Thursday, February 14, 2008

Council Introduces Amendments, Sets Hearing

An infusion of $800,000 in extraordinary state aid and about $100,000 in cuts will reduce the FY 2008 municipal budget impact to about $3.43 per $100 of assessed valuation, officials said after a special meeting Wednesday (Feb. 13, 2008).

The budget as introduced would have increased taxes by 8.2 percent, but after amendments, officials said it is down to about 6.7 percent. The final amendments will be published Feb. 18 in advance of a public hearing Feb. 27 on the budget for the fiscal year that began July 1, 2007. The hearing will be held at 8 p.m. in City Hall Library, 515 Watchung Ave.

The amendments included a slew of grants that came in after the budget was introduced in September, as well as numerous changes in appropriations to run the city.

The governing body and administration clashed Wednesday over items such as police overtime and expenses for the mayor’s office. Councilman Cory Storch initially challenged the administration, saying, “This is the council’s budget. I’m having a hard time with how the administration is treating it.”

The process involved budget formulation based on initial department requests modified by the administration before submission to the governing body. A council Finance Committee made recommendations and sought administration response after the budget was introduced. Wednesday’s meeting was the refinement of the process.

Storch insisted the council’s job was not merely to put a stamp on the executive budget and said it appeared the council’s requests were not taken as seriously as the governing body wished.

“The council really has to own the budget,” he said.

Among the cuts:

The Recreation Division was spared a $75,000 proposed cut that brought a large group of protesters to a council meting last year, but will have $20,000 taken from salaries and wages. A cut that halved $20,000 for four community sports programs will be restored.

The council cut $10,000 from Mayor Sharon Robinson-Briggs’ budget, noting it had been increased by that amount over FY 2007.
“I think we all just got to share the pain,” Councilman Rashid Burney said. “I think the mayor and council should set a trend and example to the entire city.”
The administration had already cut the council’s own expense request by $40,000 and the council cut another $3,000 on Wednesday.

A beleaguered substance abuse program that was in danger of being shut down will now continue through a series of management changes. Dudley House, operated mostly through state and county funding, will be headed by the former assistant director of Public Works and Urban Development, who will also manage Plainfield Action Services. Both the former Dudley House director and PAS director have been cut from the budget, City Administrator Marc Dashield said.
The program still faces hurdles of meeting state licensure and certification standards, including making the Putnam Avenue facility accessible under the Americans with Disabilities Act, he said.
Dozens of past and present clients attended council meetings last year to plead for continuance of what they called a life-changing program. But some council members objected to the fact that it serves both Union and Middlesex county residents and not just Plainfielders in need of treatment.

Dashield strongly defended Police and Fire division budgets against cuts and the council backed off, making only minor reductions.

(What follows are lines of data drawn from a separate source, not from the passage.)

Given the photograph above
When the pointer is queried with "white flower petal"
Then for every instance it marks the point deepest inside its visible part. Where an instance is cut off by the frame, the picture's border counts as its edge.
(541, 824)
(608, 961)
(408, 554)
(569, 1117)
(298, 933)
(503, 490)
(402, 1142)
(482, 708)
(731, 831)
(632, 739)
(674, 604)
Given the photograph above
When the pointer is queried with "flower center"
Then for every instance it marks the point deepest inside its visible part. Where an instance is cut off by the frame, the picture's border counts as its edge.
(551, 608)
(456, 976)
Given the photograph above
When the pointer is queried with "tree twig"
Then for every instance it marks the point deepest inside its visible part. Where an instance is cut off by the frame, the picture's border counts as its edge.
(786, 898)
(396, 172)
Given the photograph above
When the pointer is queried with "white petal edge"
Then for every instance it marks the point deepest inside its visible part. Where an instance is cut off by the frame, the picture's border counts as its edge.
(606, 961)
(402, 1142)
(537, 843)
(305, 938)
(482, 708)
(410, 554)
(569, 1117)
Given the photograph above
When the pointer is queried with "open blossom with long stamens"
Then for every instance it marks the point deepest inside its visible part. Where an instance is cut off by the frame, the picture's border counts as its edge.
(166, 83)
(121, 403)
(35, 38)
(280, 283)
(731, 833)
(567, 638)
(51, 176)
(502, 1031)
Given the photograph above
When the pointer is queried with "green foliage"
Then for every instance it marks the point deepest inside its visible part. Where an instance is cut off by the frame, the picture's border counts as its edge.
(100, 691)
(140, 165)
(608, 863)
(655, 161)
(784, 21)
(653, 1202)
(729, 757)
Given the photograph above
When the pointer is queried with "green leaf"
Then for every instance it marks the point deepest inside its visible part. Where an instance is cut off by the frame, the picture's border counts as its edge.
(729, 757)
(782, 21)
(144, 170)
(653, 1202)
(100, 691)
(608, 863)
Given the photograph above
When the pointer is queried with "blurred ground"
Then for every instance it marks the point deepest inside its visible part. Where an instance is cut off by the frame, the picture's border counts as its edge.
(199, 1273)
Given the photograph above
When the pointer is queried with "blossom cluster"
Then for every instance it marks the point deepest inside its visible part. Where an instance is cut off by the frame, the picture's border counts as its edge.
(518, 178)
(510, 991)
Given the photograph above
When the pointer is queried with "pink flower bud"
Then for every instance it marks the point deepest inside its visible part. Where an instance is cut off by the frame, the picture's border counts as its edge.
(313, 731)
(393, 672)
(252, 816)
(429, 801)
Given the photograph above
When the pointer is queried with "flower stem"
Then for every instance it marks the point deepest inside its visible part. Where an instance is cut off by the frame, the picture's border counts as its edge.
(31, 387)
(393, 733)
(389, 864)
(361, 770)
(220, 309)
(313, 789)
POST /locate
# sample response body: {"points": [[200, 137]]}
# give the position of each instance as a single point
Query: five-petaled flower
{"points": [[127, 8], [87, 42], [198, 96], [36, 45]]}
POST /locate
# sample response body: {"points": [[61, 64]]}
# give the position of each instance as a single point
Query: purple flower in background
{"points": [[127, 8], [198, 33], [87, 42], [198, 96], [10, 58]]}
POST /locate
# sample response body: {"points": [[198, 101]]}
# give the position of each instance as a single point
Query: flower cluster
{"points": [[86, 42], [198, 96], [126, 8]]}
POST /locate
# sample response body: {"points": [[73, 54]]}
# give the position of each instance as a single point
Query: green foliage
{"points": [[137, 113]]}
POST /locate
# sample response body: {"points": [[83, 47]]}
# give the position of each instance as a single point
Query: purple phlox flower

Dashield said the need for police overtime has increased due to staffing a new metal detector at Municipal Court and to investigating city shootings as if each one was a homicide, under the new Operation Ceasefire program. Overtime costs are already exceeding budget anticipation, with four months to go in the FY 2008 budget year, he said.

When it came to an unspecified cut of $350,000 that the council left up to the administration, Dashield said it couldn’t be done, short of cutting out a whole program. Storch said he was disappointed that the administration had not proposed additional cuts and said for next year, “We have to do some major, major planning.”

Dashield said the issue was “what services are you not going to provide,” but Burney said the administration should have proposed cuts and let the council decide whether to make them.

After the two-hour discussion, the council had to hold a voice vote on every single amendment, a process that took nearly another half-hour. Among the many grants included as amendments were six that added up to $209,270 to support Dudley House.

Budget documents are on hand at City Hall and Burney has also posted the introduced budget on his web site. Officials stressed the need to pass the budget as soon as possible, without further amendments, because the city is already eight months into the budget year.